Darlington acknowledges that advisers face “many competing priorities. Forty percent said finding enough time to meet all of their goals is their top challenge.” So to break out of the “vicious cycle” of not having enough time and not growing their business, Broadridge recommends that they set aside time to market their practice and “find the correlation as to what is moving the needle.” In fact, Broadridge helps advisers analyze their marketing efforts, which is why, Darlington says, he is “biased toward the marketing channels that are measurable.”

The survey also found that, on average, advisers spend 3.3% of their revenue on marketing, which Darlington says is probably the right amount. The key, though, is making sure that those dollars are being spent effectively, he says.

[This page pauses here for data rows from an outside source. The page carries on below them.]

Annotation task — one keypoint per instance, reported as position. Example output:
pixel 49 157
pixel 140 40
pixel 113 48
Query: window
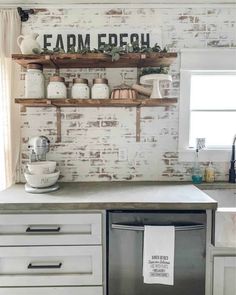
pixel 207 103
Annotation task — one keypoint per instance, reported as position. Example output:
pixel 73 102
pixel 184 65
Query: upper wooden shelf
pixel 96 60
pixel 95 102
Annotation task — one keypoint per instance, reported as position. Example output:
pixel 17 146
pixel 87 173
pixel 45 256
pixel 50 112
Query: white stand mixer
pixel 39 146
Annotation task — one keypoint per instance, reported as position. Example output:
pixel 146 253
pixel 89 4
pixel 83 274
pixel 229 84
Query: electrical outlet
pixel 123 155
pixel 200 143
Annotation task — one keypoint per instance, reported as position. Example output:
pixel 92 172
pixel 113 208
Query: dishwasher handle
pixel 141 228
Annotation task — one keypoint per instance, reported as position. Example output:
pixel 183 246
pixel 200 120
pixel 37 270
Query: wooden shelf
pixel 27 102
pixel 58 103
pixel 96 60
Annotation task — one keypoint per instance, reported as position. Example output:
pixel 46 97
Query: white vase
pixel 28 42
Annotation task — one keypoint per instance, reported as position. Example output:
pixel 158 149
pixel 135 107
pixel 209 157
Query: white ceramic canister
pixel 57 87
pixel 80 88
pixel 34 81
pixel 100 88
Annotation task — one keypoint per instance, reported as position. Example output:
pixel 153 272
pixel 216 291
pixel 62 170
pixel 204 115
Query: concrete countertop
pixel 109 195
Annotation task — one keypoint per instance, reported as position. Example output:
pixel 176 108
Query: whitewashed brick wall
pixel 92 137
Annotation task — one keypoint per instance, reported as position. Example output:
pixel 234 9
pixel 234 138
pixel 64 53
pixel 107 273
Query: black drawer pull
pixel 44 266
pixel 43 230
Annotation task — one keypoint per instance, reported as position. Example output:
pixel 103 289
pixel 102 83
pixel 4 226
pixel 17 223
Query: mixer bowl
pixel 42 167
pixel 41 180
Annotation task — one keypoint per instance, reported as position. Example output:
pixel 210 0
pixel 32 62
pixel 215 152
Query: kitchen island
pixel 109 195
pixel 59 240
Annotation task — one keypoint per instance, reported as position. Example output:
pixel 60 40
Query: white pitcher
pixel 28 42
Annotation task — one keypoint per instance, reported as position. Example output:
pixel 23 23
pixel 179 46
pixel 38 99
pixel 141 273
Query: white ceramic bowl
pixel 41 180
pixel 42 167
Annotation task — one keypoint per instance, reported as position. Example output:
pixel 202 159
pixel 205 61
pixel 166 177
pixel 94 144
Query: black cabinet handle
pixel 44 266
pixel 43 230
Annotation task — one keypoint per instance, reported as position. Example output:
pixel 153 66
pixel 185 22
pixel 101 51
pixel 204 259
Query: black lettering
pixel 70 41
pixel 100 42
pixel 113 39
pixel 134 38
pixel 145 42
pixel 46 44
pixel 59 42
pixel 122 42
pixel 81 43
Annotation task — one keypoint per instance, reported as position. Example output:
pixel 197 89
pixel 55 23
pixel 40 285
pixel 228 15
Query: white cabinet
pixel 50 229
pixel 224 276
pixel 52 291
pixel 51 266
pixel 43 254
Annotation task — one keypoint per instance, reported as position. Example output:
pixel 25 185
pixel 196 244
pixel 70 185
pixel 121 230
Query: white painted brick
pixel 92 137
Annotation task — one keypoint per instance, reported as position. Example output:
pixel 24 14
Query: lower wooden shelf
pixel 59 103
pixel 27 102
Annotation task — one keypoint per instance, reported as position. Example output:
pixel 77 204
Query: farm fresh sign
pixel 66 40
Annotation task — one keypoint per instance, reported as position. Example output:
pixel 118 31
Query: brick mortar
pixel 92 137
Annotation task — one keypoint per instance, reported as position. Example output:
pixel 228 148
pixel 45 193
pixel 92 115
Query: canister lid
pixel 57 79
pixel 35 66
pixel 80 80
pixel 100 81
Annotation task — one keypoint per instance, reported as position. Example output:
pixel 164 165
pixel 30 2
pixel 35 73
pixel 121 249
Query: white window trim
pixel 200 61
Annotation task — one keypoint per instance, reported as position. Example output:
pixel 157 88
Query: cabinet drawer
pixel 52 291
pixel 51 266
pixel 50 229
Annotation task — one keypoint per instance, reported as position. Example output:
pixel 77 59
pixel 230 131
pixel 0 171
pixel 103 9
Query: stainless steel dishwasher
pixel 125 252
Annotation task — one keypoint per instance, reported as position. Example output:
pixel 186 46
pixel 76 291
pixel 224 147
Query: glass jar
pixel 57 87
pixel 80 88
pixel 34 81
pixel 100 89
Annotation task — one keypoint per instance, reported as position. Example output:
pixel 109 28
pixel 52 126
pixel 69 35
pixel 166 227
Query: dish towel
pixel 158 255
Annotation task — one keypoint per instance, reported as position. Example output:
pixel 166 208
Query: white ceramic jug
pixel 28 42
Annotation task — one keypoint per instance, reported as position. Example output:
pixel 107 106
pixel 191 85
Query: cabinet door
pixel 224 281
pixel 51 266
pixel 52 291
pixel 50 229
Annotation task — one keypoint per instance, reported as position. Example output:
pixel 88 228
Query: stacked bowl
pixel 42 174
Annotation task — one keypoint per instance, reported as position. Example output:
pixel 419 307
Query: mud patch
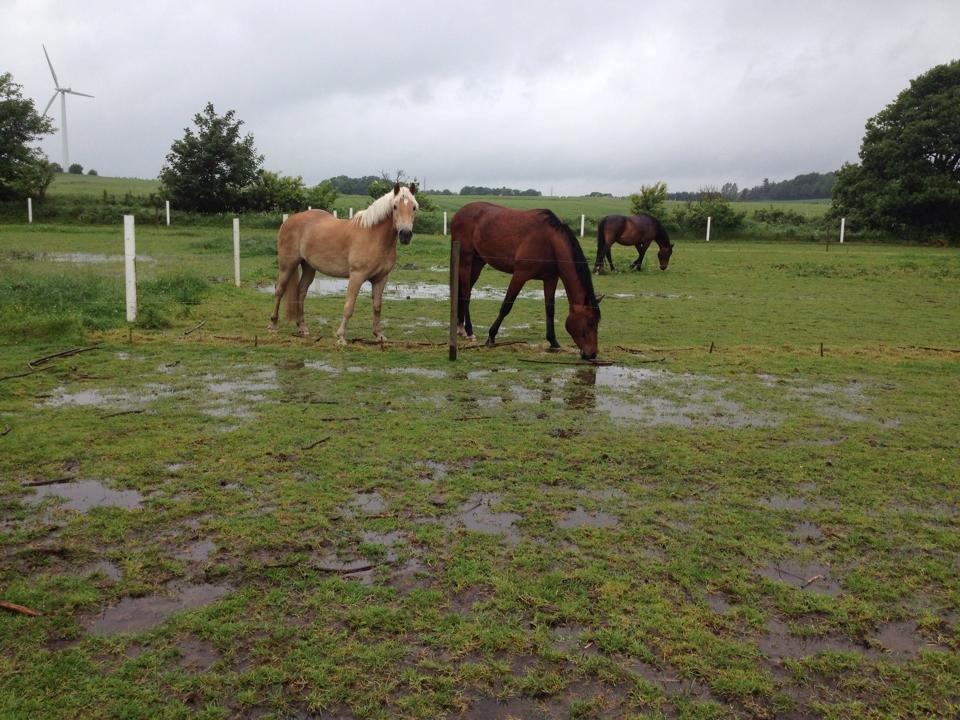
pixel 83 495
pixel 779 644
pixel 476 515
pixel 143 613
pixel 197 655
pixel 579 518
pixel 198 551
pixel 369 503
pixel 811 577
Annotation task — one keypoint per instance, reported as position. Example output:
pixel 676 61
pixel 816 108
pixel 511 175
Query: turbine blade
pixel 50 103
pixel 55 81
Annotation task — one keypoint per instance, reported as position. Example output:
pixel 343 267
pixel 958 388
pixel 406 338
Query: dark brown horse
pixel 638 230
pixel 530 245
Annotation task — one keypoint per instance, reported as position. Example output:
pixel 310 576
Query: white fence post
pixel 236 252
pixel 130 266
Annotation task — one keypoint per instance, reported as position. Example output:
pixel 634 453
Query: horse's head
pixel 663 255
pixel 404 209
pixel 582 324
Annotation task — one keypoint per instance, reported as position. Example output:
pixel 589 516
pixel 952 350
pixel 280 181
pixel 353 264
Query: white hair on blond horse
pixel 382 207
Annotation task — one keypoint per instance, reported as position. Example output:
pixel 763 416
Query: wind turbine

“We are trying to help advisers see across all of their digital channels—websites, social media and digital advertising,” he says. Certainly, Darlington adds, referrals will continue to be important for advisers, but, he says, they need to be paired with active marketing efforts. The survey found that marketing takes 3.7 months to convert a prospect to become a client, while referrals take 1.8 months. The best way for an adviser to begin to think about their marketing efforts, Broadridge says, is to be specific about what their growth, business and marketing goals are—with a clear line of sight into who their ideal target customer is.

The survey also found that advisers’ most popular channel for marketing is websites (76%), followed by in-person events (57%), social media (45%) and customer relationship management (CRM) systems (44%). Moving forward, 19% plan to increase their investments in social media, followed by webinars (14%) and digital media advertising (13%).

Twelve percent plan to hire in-house marketing staff. Among those with more than $200 million in assets under management, 20% plan to do so.

“We’re seeing a planned strategic investment in digital marketing among aggressive, growth-oriented advisers and firms,” Darlington says. “Advisers are already investing in and seeing success in organic social media marketing. As it becomes increasingly difficult to break through the organic clutter, the natural next step is increased investment in paid digital advertising channels that can offer powerful targeting to new audiences and stoke the lead generation pipeline. The most growth-minded advisers are separating themselves from the pack in terms of new client acquisition rates.”

While the economy and the markets have been strong for a long period of time, should they become more volatile, plan sponsors and individuals will be more inclined to change their advisers, Darlington notes. “Those with a better marketing and customer acquisition framework will separate themselves even further from those who do not,” he says.